Washington.

„Wir warten und beten“, sagt Andrea Cochran. Von ihrem Vater Dewey (48) fehlt jede Spur. Hubschrauber und Rettungsboote der Küstenwache suchten am Freitag weiter nach Überlebenden des Infernos auf der Ölpattform „Deepwater Horizon“ im Golf von Mexiko. 115 Bohrarbeiter hatten sich eilig mit Rettungsbooten absetzen können, als die gigantische Plattform knapp 80 Kilometer vor der Küste Louisianas explodierte, in Flammen aufging und, nach einer Reihe weiterer Explosionen, gut zwölf Stunden später versank.
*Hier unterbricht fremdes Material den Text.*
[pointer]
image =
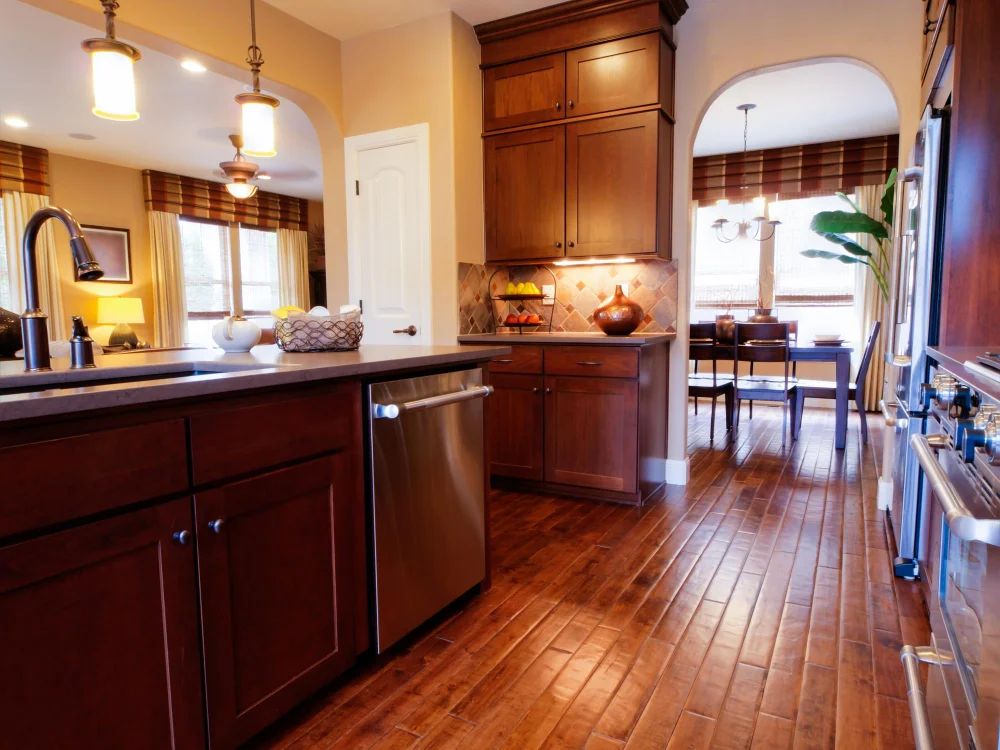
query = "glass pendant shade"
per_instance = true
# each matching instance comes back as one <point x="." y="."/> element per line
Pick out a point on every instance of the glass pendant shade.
<point x="241" y="190"/>
<point x="114" y="80"/>
<point x="258" y="124"/>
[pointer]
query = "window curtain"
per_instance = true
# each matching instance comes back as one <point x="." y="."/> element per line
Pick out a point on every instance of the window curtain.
<point x="293" y="268"/>
<point x="18" y="208"/>
<point x="170" y="316"/>
<point x="869" y="302"/>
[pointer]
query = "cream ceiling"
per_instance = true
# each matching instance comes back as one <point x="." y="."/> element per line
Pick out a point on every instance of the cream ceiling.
<point x="348" y="18"/>
<point x="184" y="122"/>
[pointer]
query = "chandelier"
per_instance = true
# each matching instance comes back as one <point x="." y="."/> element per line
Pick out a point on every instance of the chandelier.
<point x="752" y="229"/>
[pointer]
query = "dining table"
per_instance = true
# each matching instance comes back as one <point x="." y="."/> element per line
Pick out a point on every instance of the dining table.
<point x="808" y="351"/>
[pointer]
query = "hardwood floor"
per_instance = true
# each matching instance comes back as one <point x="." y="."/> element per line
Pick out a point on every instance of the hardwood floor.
<point x="754" y="608"/>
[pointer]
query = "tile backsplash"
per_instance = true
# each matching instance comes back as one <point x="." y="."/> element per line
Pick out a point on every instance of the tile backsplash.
<point x="579" y="289"/>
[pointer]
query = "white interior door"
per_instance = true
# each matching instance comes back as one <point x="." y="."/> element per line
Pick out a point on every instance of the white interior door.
<point x="389" y="233"/>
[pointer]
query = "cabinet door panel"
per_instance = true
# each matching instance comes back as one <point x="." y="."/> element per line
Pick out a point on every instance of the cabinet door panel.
<point x="100" y="633"/>
<point x="525" y="92"/>
<point x="526" y="195"/>
<point x="591" y="433"/>
<point x="615" y="75"/>
<point x="515" y="419"/>
<point x="276" y="592"/>
<point x="611" y="185"/>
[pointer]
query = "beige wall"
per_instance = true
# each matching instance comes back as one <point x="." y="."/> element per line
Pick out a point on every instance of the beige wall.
<point x="302" y="65"/>
<point x="108" y="196"/>
<point x="720" y="41"/>
<point x="427" y="71"/>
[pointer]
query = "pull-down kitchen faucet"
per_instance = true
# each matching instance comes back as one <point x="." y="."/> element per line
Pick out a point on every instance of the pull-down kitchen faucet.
<point x="34" y="323"/>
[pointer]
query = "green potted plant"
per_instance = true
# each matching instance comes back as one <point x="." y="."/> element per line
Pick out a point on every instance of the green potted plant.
<point x="837" y="226"/>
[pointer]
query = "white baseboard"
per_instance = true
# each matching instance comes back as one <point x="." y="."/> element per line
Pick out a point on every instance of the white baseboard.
<point x="678" y="471"/>
<point x="884" y="499"/>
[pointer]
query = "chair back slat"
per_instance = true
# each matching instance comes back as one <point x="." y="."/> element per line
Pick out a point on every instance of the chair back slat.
<point x="866" y="358"/>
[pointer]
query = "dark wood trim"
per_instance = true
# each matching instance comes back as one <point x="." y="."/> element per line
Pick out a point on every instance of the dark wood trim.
<point x="573" y="10"/>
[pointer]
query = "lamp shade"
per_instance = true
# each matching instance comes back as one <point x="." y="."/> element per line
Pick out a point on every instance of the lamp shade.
<point x="114" y="310"/>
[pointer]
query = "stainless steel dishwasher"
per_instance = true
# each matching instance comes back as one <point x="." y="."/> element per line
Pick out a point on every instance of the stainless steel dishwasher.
<point x="428" y="485"/>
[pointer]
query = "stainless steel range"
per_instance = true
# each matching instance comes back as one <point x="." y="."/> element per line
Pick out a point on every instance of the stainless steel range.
<point x="959" y="460"/>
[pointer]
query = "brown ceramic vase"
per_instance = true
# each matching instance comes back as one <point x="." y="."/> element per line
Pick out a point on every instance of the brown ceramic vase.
<point x="618" y="315"/>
Voller Panik waren einige Bohrarbeiter von der 22 Meter hohen Plattform ins Meer gesprungen. „Wir hatten keine Sekunde Zeit, als der Alarm losging und sofort alles in Flammen stand“, sagte ein Arbeiter nach seiner Rettung. Elf seiner Kollegen werden seit der Explosion vermisst. „Je mehr Zeit verstreicht, desto geringer werden die Chancen, noch Vermisste zu finden“, dämpfte die Chefin der Küstenwache, Admiral Mary Landry, gestern Hoffnungen.

Neben der Suche nach Überlebenden konzentrierten sich die Anstrengungen darauf, eine Umweltkatastrophe in der fischreichen Bucht von Mexiko zu verhindern. „Wenn Öl austritt und Richtung Küste treibt, droht ein Desaster“, warnte Cynthia Sarthou vom „Gulf Restauration Network“, einem breiten Bündnis von regionalen Umweltgruppen. Auch BP-Vizechef David Raine fürchtete zunächst das Schlimmste.

Auf dem Wasser trieb gestern bereits ein 16 Kilometer breiter Ölteppich. Nach bisherigen Erkenntnissen waren dies allerdings Rückstände der Explosion. Allein rund 2,6 Millionen Liter Diesel waren auf der Plattform gebunkert. Noch ist offen, ob auch aus dem Bohrloch Rohöl entweicht. Gut eine Million Liter Rohöl hatte die Plattform pro Tag aus rund 1500 Metern Tiefe gepumpt. Mit einem Mini-U-Boot und Sonarmessungen versuchen BP und die Schweizer Transocean, der die zwei Fußballfelder große Plattform gehörte, zu ergründen, ob das Bohrloch leckt.

Der größte „Blowout“ im Golf von Mexiko in den letzten 30 Jahren hat derweil die ohnehin hitzige Debatte in den USA über die Ölförderungen vor der eigenen Küste weiter befeuert. Erst Ende März hatte Präsident Barack Obama angekündigt, die Suche nach Öl auch vor der bislang verschonten Atlantikküste erlauben zu wollen, um Amerikas Abhängigkeit von Ölimporten aus dem Nahen Osten zu verringern. Dass er damit zur Genugtuung der Republikaner auf Pläne seines Vorgängers George W. Bush einschwenkte, hatte ihm heftige Kritik vor allem von Umweltverbänden eingetragen. Auch in den eigenen Reihen regte sich Unmut. Die Katastrophe widerlege den „gefährlichen Mythos, dass Ölbohrungen vor der Küste sicher seien“, meinten zwei Abgeordnete der Regierungspartei nach dem Unglück der „Deepwater Horizon“. „Naturschutz muss Priorität vor kurzfristigen Förderinteressen bekommen, um derartige Katastrophen künftig zu vermeiden“ erklärt Stephan Lutter, Experte für Meeresschutz des WWF.

Sprecher der Ölfirmen wiederum sprachen von einer „Tragödie“, kündigten aber an, auch weiterhin mit hohem Tempo neue Felder erschließen zu wollen. „Das Unglück macht es für uns nicht einfacher“, räumten hingegen Abgeordnete in Florida ein, die zur Zeit Gesetzesnovellen vorbereiten, um hoch umstrittene Ölförderungen auch vor Floridas Küste zu ermöglichen.

Die explodierte und gesunkene Ölplattform, die rund 650 Millionen Dollar gekostet hatte, gehörte zu den modernsten ihres Typs und war erst 2001 in Dienst gestellt worden. Im Golf von Mexiko fördern Ölfirmen rund 1,6 Millionen Barrel Rohöl pro Tag. Rund ein Drittel des Bedarfs der USA wird damit inzwischen gedeckt.